Drone hobbyists are playing down calls for further flying regulations, saying the existing rules are tough enough.

Gatwick airport near London closed for 36-hours over the weekend, because of drones flown over its runway.

A man and a woman are now being questioned by the police.

Pilots and air traffic controllers here have called for the laws to be updated with mandatory drone registration, certification and tracking.

However, the rules will have no effect on people willing to break them, said Jonathan Shorer, the secretary of Model Flying NZ.

"Having tougher rules won't make any difference if they can't be enforced and what authorities are finding is that it's quite tricky to catch a drone.

"And it's even harder to catch somebody flying it remotely from a long way away."

The key was making sure people were well educated around the existing rules.

The warning was timely, Mr Shorer said, because drones are a popular Christmas present, and it was important new users learn to fly them safely.

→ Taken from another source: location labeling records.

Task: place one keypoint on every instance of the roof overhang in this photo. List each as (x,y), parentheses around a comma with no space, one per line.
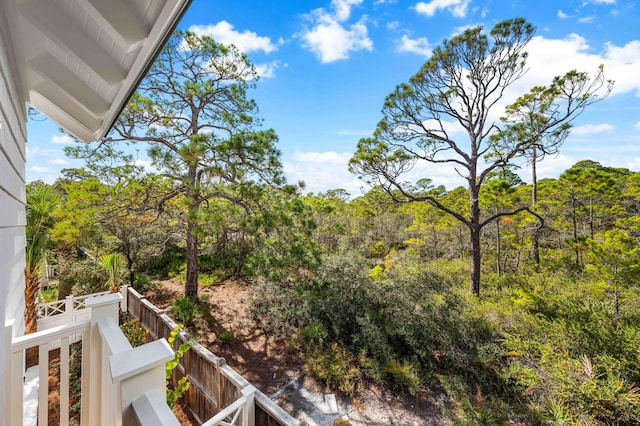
(80,60)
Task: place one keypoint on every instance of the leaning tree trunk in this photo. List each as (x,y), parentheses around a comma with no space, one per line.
(534,200)
(474,229)
(476,257)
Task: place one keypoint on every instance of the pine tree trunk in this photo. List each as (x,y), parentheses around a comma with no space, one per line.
(32,284)
(191,288)
(476,257)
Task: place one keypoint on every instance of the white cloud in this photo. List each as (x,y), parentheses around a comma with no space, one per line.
(590,129)
(61,139)
(329,157)
(38,169)
(146,165)
(246,41)
(322,170)
(458,8)
(268,70)
(343,8)
(552,166)
(551,57)
(359,132)
(393,25)
(331,41)
(587,19)
(419,46)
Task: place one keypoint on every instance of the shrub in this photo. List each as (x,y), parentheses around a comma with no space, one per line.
(403,375)
(337,367)
(142,282)
(314,334)
(134,331)
(176,389)
(82,277)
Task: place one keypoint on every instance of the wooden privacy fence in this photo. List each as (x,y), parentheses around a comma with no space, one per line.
(214,385)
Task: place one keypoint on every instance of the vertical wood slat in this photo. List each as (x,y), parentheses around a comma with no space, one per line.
(210,390)
(43,384)
(15,374)
(64,381)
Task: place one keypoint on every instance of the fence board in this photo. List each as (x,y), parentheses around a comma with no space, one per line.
(214,385)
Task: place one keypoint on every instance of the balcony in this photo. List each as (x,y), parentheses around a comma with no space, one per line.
(125,385)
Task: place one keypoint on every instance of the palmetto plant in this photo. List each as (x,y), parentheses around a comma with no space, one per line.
(41,201)
(112,263)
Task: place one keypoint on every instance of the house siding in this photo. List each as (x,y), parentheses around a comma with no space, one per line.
(12,195)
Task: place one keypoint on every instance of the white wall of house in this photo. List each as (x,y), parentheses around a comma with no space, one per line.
(12,193)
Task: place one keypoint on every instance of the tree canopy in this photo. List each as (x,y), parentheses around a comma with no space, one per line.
(457,92)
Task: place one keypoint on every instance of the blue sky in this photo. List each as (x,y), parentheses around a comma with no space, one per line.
(326,67)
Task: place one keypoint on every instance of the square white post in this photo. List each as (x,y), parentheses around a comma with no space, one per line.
(249,411)
(93,408)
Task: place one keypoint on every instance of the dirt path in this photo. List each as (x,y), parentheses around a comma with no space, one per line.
(276,367)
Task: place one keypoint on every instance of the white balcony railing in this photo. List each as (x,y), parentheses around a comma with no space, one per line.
(120,384)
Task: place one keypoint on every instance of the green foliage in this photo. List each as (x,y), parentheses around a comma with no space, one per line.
(83,276)
(142,282)
(226,338)
(49,294)
(314,334)
(187,309)
(403,375)
(75,379)
(112,263)
(135,333)
(177,388)
(337,367)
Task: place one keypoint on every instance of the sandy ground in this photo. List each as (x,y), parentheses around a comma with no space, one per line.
(276,368)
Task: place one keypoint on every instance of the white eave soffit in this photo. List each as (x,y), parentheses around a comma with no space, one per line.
(80,60)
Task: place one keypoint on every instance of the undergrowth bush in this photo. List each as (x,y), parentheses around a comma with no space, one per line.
(191,311)
(546,347)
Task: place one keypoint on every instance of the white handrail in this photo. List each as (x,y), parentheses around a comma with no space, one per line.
(41,340)
(244,405)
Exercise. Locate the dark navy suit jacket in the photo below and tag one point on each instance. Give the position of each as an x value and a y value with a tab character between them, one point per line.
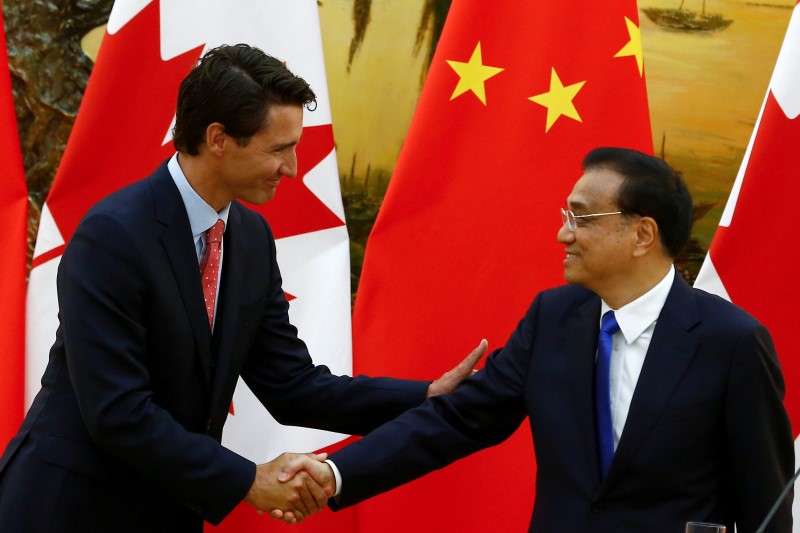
124	434
707	437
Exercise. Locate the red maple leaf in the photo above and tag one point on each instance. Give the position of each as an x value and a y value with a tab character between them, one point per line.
126	111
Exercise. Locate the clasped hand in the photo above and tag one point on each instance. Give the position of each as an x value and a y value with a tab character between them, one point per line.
291	500
295	486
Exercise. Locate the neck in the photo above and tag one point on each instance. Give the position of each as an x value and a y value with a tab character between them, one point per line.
635	284
200	174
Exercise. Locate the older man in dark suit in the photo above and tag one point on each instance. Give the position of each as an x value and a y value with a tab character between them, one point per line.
651	404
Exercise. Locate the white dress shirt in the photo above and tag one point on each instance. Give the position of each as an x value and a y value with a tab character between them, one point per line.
637	321
201	216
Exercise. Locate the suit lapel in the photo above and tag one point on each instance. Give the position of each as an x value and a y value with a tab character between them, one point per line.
671	350
580	345
180	251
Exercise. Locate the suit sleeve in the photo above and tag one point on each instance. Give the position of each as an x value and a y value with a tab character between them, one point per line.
282	375
485	410
759	434
104	297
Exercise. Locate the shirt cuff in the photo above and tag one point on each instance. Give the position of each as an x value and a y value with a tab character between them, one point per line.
337	476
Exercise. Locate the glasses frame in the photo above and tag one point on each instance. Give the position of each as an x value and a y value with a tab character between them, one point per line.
570	219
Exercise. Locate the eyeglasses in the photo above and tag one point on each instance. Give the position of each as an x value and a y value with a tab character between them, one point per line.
570	219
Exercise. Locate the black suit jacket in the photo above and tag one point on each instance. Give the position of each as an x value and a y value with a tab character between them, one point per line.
707	437
124	434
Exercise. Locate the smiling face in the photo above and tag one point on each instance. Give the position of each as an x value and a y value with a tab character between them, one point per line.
599	253
252	172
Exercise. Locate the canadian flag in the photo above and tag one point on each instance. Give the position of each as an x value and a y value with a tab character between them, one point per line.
123	131
752	258
14	221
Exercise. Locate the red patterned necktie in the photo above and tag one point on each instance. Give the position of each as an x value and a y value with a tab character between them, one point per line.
209	267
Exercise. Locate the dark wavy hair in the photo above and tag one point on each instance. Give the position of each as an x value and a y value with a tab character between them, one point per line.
234	85
650	188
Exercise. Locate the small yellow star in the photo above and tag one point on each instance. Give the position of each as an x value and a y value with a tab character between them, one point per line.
558	100
634	46
473	75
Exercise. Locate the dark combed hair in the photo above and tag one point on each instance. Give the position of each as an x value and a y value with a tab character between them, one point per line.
234	85
650	188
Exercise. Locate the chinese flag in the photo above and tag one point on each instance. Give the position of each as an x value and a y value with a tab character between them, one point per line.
123	131
753	255
517	94
14	221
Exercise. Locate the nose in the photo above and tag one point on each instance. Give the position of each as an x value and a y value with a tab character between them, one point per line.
565	235
289	164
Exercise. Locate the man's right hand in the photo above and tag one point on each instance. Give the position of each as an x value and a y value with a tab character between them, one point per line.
291	501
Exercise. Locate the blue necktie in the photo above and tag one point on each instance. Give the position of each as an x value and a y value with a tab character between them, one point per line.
602	393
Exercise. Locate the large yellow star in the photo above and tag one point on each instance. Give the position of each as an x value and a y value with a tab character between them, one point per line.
558	100
473	75
634	46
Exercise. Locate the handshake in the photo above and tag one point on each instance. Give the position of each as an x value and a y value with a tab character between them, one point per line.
292	486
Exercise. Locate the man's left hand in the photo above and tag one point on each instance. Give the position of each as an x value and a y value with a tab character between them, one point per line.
450	380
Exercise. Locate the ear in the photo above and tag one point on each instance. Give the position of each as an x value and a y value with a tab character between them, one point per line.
216	139
646	236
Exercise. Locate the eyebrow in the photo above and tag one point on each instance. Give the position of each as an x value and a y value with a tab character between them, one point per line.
575	204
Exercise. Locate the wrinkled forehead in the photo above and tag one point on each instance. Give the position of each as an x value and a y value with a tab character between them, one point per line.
596	189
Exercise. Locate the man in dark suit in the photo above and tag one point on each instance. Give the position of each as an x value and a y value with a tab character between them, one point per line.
125	432
689	424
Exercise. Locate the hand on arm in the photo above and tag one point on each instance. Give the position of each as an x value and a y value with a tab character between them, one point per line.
291	500
450	380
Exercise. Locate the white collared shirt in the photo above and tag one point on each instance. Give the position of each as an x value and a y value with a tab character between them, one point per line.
201	215
637	321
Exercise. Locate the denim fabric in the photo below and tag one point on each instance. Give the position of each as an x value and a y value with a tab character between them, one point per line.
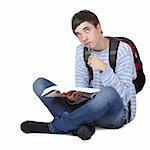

More than 100,000 Christmas travellers were affected by the Gatwick Airport closures.

In New Zeland the Civil Aviation Authority investigates complaints about drones, and offers information on their website about flying them safely.

They encourage email reports of drone complaints, and say people should call the police if a drone poses an immediate threat to safety.

A 2017 report by the Authority estimated there were about 281,428 New Zealand-based drone users, and one out of every six overseas visitors will fly a drone while here.